Gabrielle Liberman ’24 Honored as a Presidential Scholar in the Arts; Jennifer Dwyer Earns a Distinguished Teacher Award

Last week, Gabrielle Liberman ’24 was one of just 161 seniors across the country to be named a Presidential Scholar, one of the highest honors awarded to high schoolers by the president of the United States. Gabrielle, together with Cassandra Miller ’24 and Miranda Wang ’24, were nominated as Presidential Scholars, earlier this year.   

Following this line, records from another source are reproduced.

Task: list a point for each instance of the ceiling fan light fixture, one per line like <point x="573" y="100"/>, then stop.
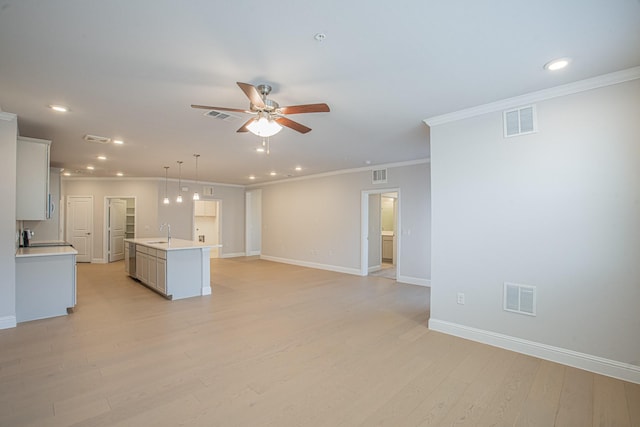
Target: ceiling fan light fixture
<point x="264" y="127"/>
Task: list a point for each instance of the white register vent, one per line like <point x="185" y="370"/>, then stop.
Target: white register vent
<point x="520" y="121"/>
<point x="520" y="298"/>
<point x="379" y="176"/>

Gabrielle was one of only 20 students nationwide to earn a Presidential Scholar in the Arts distinction, for her excellence in classical vocal performance. In addition to artistic proficiency, Presidential Scholars in the Arts are required to demonstrate superior academic achievement as well as a commitment to community service and leadership, according to the U.S. Department of Education’s press release

For Gabrielle, the prestigious recognition comes on the heels of being named a 2024 YoungArts winner, which earned her the Presidential Scholar in the Arts nomination. She then had to complete a rigorous application process — involving numerous essays, recommendations, and an interview — to advance to the final round, at which point the YoungArts Nominating Committee submitted her name to the White House Commission on Presidential Scholars, which ultimately selected her for the award. 

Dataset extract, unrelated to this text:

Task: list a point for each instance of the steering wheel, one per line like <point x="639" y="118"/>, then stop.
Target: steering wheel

A choral performer since Grade 4, Gabrielle began studying opera with a private teacher as a freshman. “Opera singing is so physiological,” she says, “that it requires a mature voice, so you really can’t start until high school. In her junior year, she studied with Primary School music teacher and Choral Director Lori Mirabal. Last summer, after attending Interlochen’s voice and opera program she was hooked, and knew she wanted to pursue opera training at a high level. Her current vocal teacher, Maria Maxfield, is an ensemble member of the Metropolitan Opera. 

Passionate about history, language, and literature, Gabrielle says her love of opera is a natural extension: “Opera is really an academic discipline. It intertwines so many different subjects — you have to research the history of the work, and translate, interpret, and analyze the language and story. I find all of that really fun.” 

She also savors the simplicity of the artistic pursuit itself. “It’s just a beautiful outlet to express yourself emotionally,” she says. “A lot of people think operas are stuffy, but they contain the full spectrum of human experience. Performing them is like a mental relief for me, it’s like therapy.” 

Coinciding with Gabrielle’s award, one of her teachers, Jennifer Dwyer, received a Distinguished Teacher honor from the Presidential Scholars Program, thanks, in part, to Gabrielle, who nominated her and wrote one of her award-application essays on Ms. Dwyer’s influence. She was Gabrielle’s teacher for AP English Language and Composition as well as Advanced Fiction Writing; Ms. Dwyer also served as the faculty advisor to the Community Service Committee.

“Ms. Dwyer really cemented in me important lessons about service and leadership. She’s been such a mentor, and encourages us all to push others to understand why service is so important,” says Gabrielle.  

For her part, Ms. Dwyer notes that Gabrielle exhibits something far more than achievement alone. “She’s the kind of student who is intensely curious and excited to learn. She’s certainly driven by the desire to succeed, but there’s an additional layer in her of effervescence, enthusiasm, and willingness to go the distance that is striking.” 

Gabrielle plans to attend Princeton, where she looks forward to pursuing her many passions, including vocal performance.

Congratulations, Gabrielle and Ms. Dwyer!